Le Parlement européen doit voter avant la fin de mois de janvier sur la proposition de modification des protocoles de l’accord d’association UE-Maroc, qui étendra les préférences commerciales à la partie du Sahara Occidental sous occupation marocaine, sans respecter les arrêts de la Cour de justice de l’Union européenne (CJUE). En décembre 2016, la CJUE avait statué qu’«aucun accord de commerce ou d’association UE-Maroc ne pouvait être appliqué au Sahara Occidental» et que «le Maroc n’a aucune souveraineté ni aucun mandat international pour administrer le territoire du Sahara Occidental».

Dans ce contexte, l’ONG WSRW a appelé la nouvelle rapporteuse de la Commission INTA du Parlement européen, Marietje Schaake, à suspendre la procédure de vote sur l’extension de l’accord commercial UE-Maroc au Sahara occidental occupé, précisant que le rapport réalisé par sa prédécesseur contient des «affirmations extrêmement trompeuses et fausses et n’avait pas respecté les arrêts de la justice européenne concernant l’exploitation des ressources des territoires sahraouis. L’eurodéputée néerlandaise Marietje Schaake, qui a remplacé la Française Patricia Lalonde, n’a jusqu’à présent fait aucun commentaire public sur la proposition ou sur le rapport rédigé par Mme Lalonde.

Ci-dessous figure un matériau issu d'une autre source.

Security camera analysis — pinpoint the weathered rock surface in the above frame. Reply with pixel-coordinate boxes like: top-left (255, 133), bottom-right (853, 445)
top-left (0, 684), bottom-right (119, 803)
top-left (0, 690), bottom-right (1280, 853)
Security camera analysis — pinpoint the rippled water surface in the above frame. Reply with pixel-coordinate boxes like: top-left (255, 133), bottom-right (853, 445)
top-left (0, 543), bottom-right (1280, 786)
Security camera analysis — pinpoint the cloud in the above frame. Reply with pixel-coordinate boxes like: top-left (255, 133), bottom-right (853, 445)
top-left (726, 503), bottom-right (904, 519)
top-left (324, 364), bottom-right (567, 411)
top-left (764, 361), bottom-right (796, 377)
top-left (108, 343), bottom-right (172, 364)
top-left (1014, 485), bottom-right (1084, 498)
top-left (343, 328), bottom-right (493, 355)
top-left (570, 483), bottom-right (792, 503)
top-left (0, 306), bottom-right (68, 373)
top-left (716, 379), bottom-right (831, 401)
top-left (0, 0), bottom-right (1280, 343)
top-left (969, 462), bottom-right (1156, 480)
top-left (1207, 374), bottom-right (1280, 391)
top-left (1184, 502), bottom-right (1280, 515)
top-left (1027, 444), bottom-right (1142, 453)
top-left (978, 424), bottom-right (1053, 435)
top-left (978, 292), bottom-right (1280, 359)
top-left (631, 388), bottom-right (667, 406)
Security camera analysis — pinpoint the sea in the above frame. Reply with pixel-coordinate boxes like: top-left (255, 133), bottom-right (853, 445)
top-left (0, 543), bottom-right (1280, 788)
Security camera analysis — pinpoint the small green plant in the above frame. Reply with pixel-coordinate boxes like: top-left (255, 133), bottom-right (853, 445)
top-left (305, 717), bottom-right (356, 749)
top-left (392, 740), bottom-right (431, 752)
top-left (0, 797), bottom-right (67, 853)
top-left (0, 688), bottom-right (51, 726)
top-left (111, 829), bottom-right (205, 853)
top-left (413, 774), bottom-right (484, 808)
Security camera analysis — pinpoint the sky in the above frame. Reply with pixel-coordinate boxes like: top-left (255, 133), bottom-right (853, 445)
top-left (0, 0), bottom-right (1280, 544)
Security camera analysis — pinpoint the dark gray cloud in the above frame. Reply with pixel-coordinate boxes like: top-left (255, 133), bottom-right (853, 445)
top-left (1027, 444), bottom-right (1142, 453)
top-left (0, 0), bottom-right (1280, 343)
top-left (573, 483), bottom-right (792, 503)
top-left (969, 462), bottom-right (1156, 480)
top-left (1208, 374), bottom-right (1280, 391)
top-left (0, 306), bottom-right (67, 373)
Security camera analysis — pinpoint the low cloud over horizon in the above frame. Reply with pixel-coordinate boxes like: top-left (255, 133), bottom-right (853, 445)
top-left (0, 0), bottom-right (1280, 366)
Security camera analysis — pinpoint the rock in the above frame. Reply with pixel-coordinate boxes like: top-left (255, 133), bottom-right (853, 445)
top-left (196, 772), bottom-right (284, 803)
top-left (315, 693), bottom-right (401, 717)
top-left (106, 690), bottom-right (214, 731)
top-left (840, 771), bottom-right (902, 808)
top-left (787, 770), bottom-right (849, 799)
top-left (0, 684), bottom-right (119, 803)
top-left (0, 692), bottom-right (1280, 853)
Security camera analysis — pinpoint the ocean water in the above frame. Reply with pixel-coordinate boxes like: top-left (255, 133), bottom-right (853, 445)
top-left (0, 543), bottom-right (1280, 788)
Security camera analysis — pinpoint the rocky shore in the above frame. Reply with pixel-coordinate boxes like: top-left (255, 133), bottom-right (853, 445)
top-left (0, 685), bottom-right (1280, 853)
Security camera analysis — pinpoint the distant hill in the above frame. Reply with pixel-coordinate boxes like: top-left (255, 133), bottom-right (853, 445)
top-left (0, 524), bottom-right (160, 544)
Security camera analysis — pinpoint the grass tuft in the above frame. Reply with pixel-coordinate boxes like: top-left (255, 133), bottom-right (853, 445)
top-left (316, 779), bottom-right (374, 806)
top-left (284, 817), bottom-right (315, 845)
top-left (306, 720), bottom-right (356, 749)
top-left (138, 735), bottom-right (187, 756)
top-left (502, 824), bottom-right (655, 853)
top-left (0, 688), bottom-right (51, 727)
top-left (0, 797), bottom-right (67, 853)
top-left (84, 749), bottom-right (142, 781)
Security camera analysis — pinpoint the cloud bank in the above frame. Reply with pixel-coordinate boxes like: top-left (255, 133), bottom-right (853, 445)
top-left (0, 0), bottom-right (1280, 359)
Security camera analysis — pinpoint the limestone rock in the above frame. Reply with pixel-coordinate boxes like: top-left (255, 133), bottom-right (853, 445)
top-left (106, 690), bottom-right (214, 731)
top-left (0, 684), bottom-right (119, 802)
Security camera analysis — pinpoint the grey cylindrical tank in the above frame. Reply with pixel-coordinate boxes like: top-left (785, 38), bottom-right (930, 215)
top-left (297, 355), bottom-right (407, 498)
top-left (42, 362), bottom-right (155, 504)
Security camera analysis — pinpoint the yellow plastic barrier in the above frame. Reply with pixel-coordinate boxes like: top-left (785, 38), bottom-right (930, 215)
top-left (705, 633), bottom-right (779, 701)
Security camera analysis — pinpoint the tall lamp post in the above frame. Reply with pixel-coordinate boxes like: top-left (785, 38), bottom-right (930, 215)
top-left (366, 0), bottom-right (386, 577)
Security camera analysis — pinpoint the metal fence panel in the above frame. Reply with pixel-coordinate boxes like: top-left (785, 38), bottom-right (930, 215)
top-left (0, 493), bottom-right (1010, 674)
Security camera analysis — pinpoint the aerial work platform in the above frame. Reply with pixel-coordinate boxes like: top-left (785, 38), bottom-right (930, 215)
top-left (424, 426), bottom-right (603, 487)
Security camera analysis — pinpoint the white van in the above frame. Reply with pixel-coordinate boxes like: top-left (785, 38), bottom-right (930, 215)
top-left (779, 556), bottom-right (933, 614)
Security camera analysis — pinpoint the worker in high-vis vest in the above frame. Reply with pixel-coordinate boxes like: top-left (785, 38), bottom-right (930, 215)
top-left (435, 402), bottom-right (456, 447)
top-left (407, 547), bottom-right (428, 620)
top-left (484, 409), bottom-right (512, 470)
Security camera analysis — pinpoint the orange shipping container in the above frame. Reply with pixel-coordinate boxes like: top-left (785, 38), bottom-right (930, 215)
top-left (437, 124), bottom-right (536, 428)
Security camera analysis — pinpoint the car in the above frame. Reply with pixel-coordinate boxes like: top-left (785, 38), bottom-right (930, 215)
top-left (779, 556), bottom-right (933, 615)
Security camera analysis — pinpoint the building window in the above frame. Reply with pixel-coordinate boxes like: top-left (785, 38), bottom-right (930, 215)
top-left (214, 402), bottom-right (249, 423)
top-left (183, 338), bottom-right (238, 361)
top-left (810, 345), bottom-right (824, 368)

L’Organisation de défense des ressources sahraouies a tenu à informer Mme Schaake que le rapport de l’INTA avait été rédigé par l’ancienne rapporteuse de la Commission du commerce international, Patricia Lalonde, chargée de ce dossier par le Parlement européen, alors qu’elle était membre au sein du conseil d’administration d’une organisation de lobbying marocain, jusqu’à sa démission début décembre 2018, suite à l’ouverture d’une enquête au sein du Parlement européen sur cette affaire révélée en novembre dernier par le journal EuObserver. «Il est incroyable qu’un rapport rédigé par un eurodéputé avec un agenda pro-marocain soit toujours utilisé pour la procédure de vote du Parlement. Il y a tout lieu de douter de la véracité des affirmations contenues dans le rapport, qui contient des éléments trompeurs et incorrects», a dénoncé la présidente de l’ONG, Sara Eyckmans, appelant la nouvelle rapporteuse, Marietje Schaake, à suspendre la procédure de vote sur l’extension de l’accord commercial UE-Maroc aux territoires sahraouis.

La présidente de WSRW a souligné, en outre, que la Commission du commerce international du Parlement européen n’avait pas tenu compte dans son rapport du respect des arrêts de la CJUE, notamment l’obligation pour l’UE d’obtenir préalablement le consentement des populations sahraouies pour tout accord avec le Makhzen incluant l’exploitation des ressources de territoires sahraouis. «Trois délégués de la Commission du commerce international (et non du Parlement européen dans son ensemble) appartenant à des groupes politiques ne représentant que 20% de la composition du Parlement, se sont rendus au Sahara Occidental, mais n’ont pas été autorisés à évaluer correctement la situation sur le terrain», a fait savoir l’ONG. Elle a ajouté dans ce sillage que «les membres de l’INTA se sont rendus uniquement dans la partie occupée du Sahara Occidental et n’ont pas visité les territoires sous contrôle du Polisario ni les camps de réfugiés sahraouis où vivent près de la moitié des populations sahraouies».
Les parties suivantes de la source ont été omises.